Was sie dort erlebten, war eine riesige Überraschung. Der Zeitzeuge hatte sich zu allen (!!!) Fragen, die sie ihm im Vorfeld zugeschickt hatten, tiefgründig vorbereitet. Er erteilte(bereitwillig und umfassend Auskunft, hatte viele Quellen im Original oder als Kopie bereits mitgebracht. Als Ort des Treffens wählte Dr. Pfeiffer das Restaurant „Marinehaus“ in Berlin-Mitte. In diesem historischen Gebäude waren in den nachrevolutionären Kämpfen im März 1919 Teile der Volksmarinedivision untergebracht. Zu Beginn unserer Zusammenkunft war auch der historisch interessierte Eigentümer des Restaurants zugegen, welcher einen kurzen Überblick über dessen Entwicklung gab. Unser Gespräch entwickelte eine unwahrscheinliche Eigendynamik. So waren nach ca. 3 ½ Stunden die Aufnahmekapazitäten erschöpft.
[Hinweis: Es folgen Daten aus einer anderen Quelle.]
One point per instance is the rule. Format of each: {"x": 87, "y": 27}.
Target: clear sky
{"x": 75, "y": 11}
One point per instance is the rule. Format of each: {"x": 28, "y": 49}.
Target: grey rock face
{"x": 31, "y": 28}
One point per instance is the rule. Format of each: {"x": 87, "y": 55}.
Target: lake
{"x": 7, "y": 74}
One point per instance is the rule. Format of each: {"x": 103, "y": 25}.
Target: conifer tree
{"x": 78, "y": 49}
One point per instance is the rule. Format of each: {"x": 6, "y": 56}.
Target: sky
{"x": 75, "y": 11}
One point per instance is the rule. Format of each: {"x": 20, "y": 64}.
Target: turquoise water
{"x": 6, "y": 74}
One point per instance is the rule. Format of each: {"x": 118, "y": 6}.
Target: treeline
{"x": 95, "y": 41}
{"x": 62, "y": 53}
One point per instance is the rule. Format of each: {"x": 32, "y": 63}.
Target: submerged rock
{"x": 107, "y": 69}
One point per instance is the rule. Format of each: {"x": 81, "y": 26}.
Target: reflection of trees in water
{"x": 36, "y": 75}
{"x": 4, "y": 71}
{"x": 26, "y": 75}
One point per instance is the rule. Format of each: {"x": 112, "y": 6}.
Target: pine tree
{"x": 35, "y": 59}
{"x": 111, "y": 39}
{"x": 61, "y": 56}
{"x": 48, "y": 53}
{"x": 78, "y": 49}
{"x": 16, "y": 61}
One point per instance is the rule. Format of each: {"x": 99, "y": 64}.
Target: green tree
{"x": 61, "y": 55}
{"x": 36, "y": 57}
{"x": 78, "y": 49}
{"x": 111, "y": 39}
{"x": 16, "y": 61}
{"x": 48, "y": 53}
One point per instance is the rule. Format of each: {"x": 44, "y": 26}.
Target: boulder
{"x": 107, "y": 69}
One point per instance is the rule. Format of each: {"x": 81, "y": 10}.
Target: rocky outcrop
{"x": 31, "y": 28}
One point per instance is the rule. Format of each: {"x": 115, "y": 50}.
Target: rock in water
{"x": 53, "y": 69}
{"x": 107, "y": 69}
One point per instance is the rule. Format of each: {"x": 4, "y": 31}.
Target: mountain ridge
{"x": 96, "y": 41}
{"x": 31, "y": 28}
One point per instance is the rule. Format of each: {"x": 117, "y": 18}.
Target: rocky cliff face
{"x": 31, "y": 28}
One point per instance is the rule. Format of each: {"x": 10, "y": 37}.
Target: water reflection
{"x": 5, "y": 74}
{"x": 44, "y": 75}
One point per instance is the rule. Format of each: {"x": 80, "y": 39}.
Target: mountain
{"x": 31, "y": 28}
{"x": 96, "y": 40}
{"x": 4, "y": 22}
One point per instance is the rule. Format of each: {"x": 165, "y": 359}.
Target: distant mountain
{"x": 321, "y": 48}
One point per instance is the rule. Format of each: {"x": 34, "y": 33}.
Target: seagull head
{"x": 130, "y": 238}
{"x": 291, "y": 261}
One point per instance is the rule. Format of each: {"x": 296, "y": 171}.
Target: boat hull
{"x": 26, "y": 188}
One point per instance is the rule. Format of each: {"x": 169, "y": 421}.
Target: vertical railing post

Cathleen vertiefte sich in das Geheimdokument Zeuthen. Dabei leisteten ihr die Hinweise von Dr. Pfeiffer wertvolle Dienste. Leider erhielt sie von der Stadtverwaltung Zeuthen keine Antwort auf ihre wiederholten Anfragen. Die Schülerin wollte eigentlich herausfinden, ob es die Villa, in welcher die Pläne erarbeitet wurden, heute noch gibt bzw. welche Verwendung das Gebäude heute hat. Cathleen bemerkte bei ihren Nachforschungen zur geheimen Aufrüstung der DDR, dass in der aktuellen Literatur (auch den Lehrbüchern), es keine Aussagen zur Entwicklung im westlichen Teil Deutschlands gab. Also forschte sie auch in diese Richtung…
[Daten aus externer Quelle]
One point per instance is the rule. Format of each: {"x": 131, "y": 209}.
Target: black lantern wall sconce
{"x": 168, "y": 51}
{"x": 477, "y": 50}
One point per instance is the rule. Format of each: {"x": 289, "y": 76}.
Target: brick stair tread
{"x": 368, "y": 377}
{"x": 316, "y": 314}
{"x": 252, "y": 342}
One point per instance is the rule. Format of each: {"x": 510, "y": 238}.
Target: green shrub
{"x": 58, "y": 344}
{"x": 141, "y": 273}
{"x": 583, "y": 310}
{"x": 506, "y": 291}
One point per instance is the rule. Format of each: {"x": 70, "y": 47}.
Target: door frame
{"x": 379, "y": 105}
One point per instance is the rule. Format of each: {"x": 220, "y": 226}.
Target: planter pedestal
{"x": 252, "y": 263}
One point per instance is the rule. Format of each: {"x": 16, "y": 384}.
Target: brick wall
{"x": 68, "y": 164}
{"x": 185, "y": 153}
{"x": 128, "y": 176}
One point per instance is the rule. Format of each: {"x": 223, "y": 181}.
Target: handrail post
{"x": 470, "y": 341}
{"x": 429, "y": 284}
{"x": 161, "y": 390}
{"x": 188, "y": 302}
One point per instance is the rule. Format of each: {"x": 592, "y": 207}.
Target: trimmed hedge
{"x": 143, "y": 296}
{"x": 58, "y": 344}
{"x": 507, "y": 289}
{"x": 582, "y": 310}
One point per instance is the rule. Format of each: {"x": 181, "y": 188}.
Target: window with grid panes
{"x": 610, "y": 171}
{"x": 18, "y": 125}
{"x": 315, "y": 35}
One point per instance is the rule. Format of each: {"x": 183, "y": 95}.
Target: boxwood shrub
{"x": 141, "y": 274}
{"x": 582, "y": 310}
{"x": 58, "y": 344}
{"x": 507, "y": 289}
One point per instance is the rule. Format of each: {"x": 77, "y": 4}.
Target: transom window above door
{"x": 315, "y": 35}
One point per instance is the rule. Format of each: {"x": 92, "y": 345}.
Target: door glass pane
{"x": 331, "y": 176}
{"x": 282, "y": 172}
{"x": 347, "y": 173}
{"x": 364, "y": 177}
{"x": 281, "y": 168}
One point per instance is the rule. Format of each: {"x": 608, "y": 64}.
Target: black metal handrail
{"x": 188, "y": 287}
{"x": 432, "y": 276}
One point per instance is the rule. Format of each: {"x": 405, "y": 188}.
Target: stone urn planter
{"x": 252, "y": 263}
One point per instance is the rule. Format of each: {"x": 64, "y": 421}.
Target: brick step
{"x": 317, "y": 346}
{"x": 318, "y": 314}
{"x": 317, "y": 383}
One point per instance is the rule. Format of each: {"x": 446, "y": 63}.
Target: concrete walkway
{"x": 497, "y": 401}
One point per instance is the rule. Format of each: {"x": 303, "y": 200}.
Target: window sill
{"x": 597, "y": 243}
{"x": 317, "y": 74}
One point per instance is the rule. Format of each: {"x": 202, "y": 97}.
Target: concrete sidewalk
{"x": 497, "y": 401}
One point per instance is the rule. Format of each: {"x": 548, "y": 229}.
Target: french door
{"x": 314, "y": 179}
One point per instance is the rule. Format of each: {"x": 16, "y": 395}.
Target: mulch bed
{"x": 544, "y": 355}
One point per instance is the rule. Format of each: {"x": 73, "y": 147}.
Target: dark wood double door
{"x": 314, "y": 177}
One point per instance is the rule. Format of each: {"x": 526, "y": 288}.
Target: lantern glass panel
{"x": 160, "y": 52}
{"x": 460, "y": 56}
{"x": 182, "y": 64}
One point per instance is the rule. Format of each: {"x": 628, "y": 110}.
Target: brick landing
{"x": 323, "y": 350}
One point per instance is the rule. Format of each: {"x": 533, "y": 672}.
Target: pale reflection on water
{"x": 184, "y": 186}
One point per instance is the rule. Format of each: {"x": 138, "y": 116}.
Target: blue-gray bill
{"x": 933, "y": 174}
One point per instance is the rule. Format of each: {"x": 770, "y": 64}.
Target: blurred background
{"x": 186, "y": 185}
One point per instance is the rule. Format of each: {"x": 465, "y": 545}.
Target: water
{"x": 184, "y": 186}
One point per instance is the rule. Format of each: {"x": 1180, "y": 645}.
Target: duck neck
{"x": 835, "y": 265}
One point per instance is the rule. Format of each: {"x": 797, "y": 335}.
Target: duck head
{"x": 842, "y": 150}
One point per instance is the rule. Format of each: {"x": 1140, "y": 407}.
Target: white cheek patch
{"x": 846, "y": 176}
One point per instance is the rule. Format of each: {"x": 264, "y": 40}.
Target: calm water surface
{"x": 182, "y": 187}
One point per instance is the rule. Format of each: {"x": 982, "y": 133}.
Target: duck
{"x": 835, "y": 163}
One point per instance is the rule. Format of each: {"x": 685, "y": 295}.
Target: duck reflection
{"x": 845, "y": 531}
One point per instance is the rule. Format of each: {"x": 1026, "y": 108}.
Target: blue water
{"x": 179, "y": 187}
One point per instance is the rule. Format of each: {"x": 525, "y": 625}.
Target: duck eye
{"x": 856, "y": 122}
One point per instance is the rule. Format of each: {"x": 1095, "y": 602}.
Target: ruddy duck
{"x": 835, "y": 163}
Es zeichnete sich allmählich immer deutlicher ein neues Problem ab: So, wie sich das die vier Schülerinnen gedacht hatten, nämlich eine gemeinsame Arbeit zu schreiben, würde es nicht funktionieren. Der vorgegebene Maximalumfang von 50 Seiten war nicht zu halten. Nach gemeinsamer Beratung wurde entschieden, dass drei separate Wettbewerbsbeiträge eingereicht werden sollen. (Die beiden Arbeiten von Cathleen und Heidi gehören inhaltlich sehr eng zusammen und beide Schülerinnen nahmen erfolgreich interessante Querverweise vor.)

Heidi und Cathleen arbeiteten überaus selbständig und hielten alle Termine akkurat ein.

Der (nun) dritte Teil, die Dokumentation des Zeitzeugen-/ Expertengesprächs wurde von Carolin und Lee – Ann erstellt. In Carolins Leben „spielte die Marine nie wirklich eine Rolle.Die Geschichte und Entstehung unserer heutigen Bundesrepublik war aber schon immer ein großer Interessenbereich von mir. Die Entwicklung der Marine trug, so wie alle anderen Einflussfaktoren, dazu bei.“ (C. Nikolay)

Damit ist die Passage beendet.